- Built with Python3 and Flask
- Scripts from 1st season of AMC's Breaking Bad from springfieldspringfield.co.uk
- NLTK for data cleaning
- sklearn for tf-idf and cosine similarity
- NLTK: Natural Language Tool Kit. A software suite used to perform natural language processing.
- Lemmatize: This is the act of translating words into their base forms. These base forms are known as 'lemmas' or 'dictionary forms'. For example, 'walk' is the base form of 'walking', 'walked', and 'walks'.
- tf-idf: Term frequency-inverse document frequency. This is a number that measures how important a word is to a document that is in a collection of documents. A higher score means that the word happens a lot in the document but not that often in the entire collection.
- Cosine similarity: this measures how close two vectors are -- just like the cosine we learned in elementary school, but this time in k-dimensional space.
We first pulled scripts for the first season of AMC's Breaking Bad from springfieldspringfield, then did a quick pass to scrub out obscenities and such since this is a family website. (NB: We do believe what we do here constitutes fair use of any potentially copyrighted material, as this is solely for educational/research purposes.)

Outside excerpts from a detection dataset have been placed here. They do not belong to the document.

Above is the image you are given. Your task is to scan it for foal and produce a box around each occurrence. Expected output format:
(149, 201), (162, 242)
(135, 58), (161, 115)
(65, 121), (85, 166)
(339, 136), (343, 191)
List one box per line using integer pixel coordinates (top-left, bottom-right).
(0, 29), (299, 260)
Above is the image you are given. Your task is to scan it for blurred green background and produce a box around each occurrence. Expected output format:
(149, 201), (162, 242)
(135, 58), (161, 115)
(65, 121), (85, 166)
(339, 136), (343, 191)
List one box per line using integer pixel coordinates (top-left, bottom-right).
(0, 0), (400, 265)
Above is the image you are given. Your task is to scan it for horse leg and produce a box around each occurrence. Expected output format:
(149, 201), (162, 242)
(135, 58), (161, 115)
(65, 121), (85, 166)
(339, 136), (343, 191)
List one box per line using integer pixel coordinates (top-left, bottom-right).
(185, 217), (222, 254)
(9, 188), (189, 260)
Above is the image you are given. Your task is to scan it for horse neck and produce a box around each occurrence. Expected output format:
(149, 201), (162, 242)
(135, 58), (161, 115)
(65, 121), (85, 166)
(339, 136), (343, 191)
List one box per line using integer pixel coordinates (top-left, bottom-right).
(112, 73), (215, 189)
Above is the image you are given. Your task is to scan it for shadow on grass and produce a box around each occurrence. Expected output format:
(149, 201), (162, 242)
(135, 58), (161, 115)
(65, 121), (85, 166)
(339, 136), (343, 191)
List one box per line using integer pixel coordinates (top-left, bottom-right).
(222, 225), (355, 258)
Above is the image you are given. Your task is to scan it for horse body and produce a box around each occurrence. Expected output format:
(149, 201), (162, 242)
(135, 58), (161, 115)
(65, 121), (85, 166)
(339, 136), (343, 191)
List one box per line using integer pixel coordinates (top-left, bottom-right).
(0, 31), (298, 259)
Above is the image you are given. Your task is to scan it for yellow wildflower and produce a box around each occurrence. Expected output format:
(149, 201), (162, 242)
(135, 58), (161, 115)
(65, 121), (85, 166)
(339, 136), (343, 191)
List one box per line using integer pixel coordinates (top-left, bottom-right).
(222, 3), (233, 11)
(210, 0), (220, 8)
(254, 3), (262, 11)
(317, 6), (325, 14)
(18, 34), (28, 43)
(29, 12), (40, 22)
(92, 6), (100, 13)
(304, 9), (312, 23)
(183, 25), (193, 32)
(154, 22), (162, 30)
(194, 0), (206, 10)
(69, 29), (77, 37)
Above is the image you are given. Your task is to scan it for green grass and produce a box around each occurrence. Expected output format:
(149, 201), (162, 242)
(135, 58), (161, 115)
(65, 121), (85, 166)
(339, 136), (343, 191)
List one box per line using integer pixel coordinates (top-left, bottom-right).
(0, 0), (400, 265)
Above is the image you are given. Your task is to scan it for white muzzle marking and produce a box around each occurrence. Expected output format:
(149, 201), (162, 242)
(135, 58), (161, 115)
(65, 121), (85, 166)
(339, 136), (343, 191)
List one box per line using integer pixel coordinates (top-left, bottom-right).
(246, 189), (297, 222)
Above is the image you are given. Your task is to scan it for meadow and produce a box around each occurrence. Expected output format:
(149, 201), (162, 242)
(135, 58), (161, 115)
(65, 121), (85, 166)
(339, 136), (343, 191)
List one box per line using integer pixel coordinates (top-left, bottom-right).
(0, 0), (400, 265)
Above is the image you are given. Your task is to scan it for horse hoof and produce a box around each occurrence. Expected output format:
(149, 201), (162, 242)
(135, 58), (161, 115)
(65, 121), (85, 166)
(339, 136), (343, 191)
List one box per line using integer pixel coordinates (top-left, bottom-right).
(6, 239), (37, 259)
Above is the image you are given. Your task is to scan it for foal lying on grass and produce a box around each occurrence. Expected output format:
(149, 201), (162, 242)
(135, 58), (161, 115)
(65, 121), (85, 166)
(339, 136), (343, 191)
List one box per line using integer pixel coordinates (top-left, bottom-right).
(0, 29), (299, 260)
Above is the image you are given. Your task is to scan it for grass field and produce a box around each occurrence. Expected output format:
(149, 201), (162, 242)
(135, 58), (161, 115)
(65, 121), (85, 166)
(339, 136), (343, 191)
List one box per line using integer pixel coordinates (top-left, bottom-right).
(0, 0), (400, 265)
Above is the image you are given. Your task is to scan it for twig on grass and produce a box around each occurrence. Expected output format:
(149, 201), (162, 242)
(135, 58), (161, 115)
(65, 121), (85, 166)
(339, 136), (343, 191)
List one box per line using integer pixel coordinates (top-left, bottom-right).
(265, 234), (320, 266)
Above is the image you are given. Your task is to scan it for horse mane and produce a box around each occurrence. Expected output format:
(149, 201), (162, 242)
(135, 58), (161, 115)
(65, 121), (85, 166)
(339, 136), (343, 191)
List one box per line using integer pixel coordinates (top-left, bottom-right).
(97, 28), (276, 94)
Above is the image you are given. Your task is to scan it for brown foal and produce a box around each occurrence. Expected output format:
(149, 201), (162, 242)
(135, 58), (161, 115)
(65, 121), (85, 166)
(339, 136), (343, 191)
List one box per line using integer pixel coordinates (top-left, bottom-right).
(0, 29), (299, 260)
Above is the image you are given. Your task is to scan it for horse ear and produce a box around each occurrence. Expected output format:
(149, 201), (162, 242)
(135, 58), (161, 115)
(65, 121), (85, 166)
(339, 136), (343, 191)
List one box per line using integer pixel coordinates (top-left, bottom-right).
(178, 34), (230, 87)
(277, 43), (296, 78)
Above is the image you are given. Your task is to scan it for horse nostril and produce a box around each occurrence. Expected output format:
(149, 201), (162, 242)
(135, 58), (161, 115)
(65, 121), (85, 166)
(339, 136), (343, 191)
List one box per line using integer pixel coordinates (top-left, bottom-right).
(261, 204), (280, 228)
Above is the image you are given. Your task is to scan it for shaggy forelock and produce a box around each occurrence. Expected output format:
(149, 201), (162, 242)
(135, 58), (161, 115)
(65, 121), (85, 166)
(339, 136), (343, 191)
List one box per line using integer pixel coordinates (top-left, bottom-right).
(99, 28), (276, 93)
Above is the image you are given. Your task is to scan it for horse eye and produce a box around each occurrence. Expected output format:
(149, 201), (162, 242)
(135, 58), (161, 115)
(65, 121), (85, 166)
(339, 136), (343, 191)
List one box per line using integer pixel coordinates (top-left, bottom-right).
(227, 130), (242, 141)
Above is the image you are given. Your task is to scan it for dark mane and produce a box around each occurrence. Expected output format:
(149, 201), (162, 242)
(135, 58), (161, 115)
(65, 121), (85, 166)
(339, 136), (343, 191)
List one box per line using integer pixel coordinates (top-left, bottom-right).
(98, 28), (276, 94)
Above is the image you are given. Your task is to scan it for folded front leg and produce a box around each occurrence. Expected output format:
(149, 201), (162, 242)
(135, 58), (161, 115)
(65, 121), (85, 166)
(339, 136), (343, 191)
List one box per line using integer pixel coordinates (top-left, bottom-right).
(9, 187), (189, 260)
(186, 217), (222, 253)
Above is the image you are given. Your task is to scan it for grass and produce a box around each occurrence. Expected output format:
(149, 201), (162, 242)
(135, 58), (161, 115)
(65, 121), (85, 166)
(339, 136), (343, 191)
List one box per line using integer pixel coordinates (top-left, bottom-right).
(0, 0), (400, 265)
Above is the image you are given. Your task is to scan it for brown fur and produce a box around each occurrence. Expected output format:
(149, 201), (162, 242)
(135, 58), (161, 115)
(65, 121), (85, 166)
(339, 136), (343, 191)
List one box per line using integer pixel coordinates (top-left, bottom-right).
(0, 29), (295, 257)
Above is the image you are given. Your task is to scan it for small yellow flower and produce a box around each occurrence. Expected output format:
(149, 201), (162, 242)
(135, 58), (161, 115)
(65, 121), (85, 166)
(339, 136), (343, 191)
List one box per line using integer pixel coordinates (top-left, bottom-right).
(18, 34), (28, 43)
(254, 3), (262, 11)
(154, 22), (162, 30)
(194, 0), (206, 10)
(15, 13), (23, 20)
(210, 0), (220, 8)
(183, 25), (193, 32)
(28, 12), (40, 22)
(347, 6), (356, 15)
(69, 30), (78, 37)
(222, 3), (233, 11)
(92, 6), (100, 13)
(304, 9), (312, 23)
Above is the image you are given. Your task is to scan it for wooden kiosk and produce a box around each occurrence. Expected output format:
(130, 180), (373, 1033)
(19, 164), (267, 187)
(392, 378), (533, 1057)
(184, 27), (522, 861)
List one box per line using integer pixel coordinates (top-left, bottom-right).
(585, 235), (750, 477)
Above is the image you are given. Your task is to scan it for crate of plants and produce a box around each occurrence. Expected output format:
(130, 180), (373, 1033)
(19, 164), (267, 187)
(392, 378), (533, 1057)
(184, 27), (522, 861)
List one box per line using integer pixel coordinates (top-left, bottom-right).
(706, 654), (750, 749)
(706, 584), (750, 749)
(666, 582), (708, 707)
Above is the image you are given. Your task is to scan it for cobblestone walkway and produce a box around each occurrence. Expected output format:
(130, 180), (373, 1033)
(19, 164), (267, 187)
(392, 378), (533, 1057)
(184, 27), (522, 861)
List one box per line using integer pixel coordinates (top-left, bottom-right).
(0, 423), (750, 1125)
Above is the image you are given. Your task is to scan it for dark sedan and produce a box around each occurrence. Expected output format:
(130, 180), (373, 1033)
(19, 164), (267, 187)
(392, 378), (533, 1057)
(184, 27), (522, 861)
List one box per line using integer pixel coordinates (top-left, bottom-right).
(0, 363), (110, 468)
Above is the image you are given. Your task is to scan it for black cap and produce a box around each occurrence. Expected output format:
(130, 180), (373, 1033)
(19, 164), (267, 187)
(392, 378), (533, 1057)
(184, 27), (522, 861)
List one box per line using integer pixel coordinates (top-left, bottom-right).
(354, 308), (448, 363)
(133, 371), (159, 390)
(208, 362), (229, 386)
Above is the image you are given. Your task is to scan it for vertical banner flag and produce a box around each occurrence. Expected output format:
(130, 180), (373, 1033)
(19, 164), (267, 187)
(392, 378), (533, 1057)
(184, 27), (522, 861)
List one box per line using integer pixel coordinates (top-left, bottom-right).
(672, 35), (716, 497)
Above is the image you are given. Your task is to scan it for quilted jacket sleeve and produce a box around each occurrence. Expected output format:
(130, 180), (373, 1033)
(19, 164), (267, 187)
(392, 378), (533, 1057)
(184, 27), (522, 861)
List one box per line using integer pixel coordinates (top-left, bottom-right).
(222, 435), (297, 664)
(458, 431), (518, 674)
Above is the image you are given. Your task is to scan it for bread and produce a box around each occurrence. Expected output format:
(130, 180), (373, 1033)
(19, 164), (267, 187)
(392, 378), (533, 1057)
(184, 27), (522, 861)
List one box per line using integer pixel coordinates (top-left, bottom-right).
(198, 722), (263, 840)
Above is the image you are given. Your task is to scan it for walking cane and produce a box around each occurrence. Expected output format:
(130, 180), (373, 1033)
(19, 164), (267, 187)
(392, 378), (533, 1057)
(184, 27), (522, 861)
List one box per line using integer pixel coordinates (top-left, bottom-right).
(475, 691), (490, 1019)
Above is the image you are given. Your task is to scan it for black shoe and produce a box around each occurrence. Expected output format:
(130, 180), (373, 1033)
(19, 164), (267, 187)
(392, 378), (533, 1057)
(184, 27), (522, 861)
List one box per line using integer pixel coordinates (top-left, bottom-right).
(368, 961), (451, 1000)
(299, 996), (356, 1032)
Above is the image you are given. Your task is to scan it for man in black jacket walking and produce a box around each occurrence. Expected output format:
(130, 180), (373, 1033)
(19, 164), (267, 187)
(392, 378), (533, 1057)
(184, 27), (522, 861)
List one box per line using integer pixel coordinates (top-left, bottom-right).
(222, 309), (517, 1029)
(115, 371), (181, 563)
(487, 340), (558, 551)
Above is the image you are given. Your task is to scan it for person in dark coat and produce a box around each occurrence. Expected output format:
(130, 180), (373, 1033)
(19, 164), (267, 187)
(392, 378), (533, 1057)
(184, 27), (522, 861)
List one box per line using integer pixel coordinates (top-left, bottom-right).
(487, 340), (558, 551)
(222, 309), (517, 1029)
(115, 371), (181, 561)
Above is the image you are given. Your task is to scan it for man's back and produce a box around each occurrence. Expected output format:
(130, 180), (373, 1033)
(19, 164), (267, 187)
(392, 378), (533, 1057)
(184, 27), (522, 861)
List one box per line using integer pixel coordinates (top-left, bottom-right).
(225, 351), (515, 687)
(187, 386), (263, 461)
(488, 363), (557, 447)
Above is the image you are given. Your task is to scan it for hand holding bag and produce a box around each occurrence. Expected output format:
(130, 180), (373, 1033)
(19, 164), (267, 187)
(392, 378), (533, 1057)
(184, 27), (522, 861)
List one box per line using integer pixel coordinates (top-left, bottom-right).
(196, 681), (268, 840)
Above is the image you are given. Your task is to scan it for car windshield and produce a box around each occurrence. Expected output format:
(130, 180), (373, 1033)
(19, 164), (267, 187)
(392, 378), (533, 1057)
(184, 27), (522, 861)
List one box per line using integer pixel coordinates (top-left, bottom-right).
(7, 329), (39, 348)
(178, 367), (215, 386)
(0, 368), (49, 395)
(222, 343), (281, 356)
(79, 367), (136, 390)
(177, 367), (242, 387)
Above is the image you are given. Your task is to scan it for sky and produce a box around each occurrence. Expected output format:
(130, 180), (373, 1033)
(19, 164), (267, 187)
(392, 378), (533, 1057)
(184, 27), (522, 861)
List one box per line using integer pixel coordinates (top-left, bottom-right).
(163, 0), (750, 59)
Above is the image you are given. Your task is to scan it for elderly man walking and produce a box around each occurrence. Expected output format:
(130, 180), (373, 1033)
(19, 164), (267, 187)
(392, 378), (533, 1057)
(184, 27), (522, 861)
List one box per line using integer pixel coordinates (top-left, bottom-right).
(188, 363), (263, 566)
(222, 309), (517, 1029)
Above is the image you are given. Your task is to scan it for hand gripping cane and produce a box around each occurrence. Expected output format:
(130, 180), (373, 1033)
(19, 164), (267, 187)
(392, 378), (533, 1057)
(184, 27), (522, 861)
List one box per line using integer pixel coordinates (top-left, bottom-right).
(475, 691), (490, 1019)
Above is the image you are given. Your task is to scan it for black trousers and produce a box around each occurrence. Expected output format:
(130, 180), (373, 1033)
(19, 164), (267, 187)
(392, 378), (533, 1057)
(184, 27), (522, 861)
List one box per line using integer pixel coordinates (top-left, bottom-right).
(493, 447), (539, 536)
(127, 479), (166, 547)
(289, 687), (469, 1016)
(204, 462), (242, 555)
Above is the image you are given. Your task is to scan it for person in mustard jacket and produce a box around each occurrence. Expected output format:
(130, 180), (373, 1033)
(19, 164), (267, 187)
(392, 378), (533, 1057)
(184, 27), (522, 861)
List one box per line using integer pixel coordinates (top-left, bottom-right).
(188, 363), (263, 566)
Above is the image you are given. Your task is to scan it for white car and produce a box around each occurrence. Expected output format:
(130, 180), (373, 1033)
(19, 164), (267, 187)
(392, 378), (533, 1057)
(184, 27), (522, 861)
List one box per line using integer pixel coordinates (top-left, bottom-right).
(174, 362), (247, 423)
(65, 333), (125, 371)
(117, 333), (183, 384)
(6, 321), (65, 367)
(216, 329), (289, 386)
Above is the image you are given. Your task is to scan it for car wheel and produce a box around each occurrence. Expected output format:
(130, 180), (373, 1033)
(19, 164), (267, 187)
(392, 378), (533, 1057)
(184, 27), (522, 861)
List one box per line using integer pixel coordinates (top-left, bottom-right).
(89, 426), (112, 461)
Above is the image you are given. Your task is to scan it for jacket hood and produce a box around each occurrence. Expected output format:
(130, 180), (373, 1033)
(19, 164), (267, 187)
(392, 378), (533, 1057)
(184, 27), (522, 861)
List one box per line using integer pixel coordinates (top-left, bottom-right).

Using NLTK, we extract words, eliminate English stop words, and lemmatize with WordNetLemmatizer. Using sklearn's TfidfVectorizer, we get the tf-idf-weighted document-term matrix based on the lines in the scripts. We then find the vector/line most similar to the sentence typed in by the user using sklearn's cosine similarity, and we return the next line of the script.
It's not quite at the level of a real chatbot, but it is fairly entertaining for just a few lines of python! Most of our effort was spent trying to figure out if it was a good idea to try to force Flask to keep the matrix in memory to speed up performance. It...was not. Likely best to set up as an API on a separate server when doing this sort of thing in a production environment.
This Helps Find Financial Crimes?
Natural language processing has so many applications! With good NLP, you can automate negative news searches, comb through legal documents to identify beneficial ownership, pre-populate suspicious activity reports -- basically, it can help ease the aggregation and comprehension of unstructured language documents, which is usually a very labor-intensive job.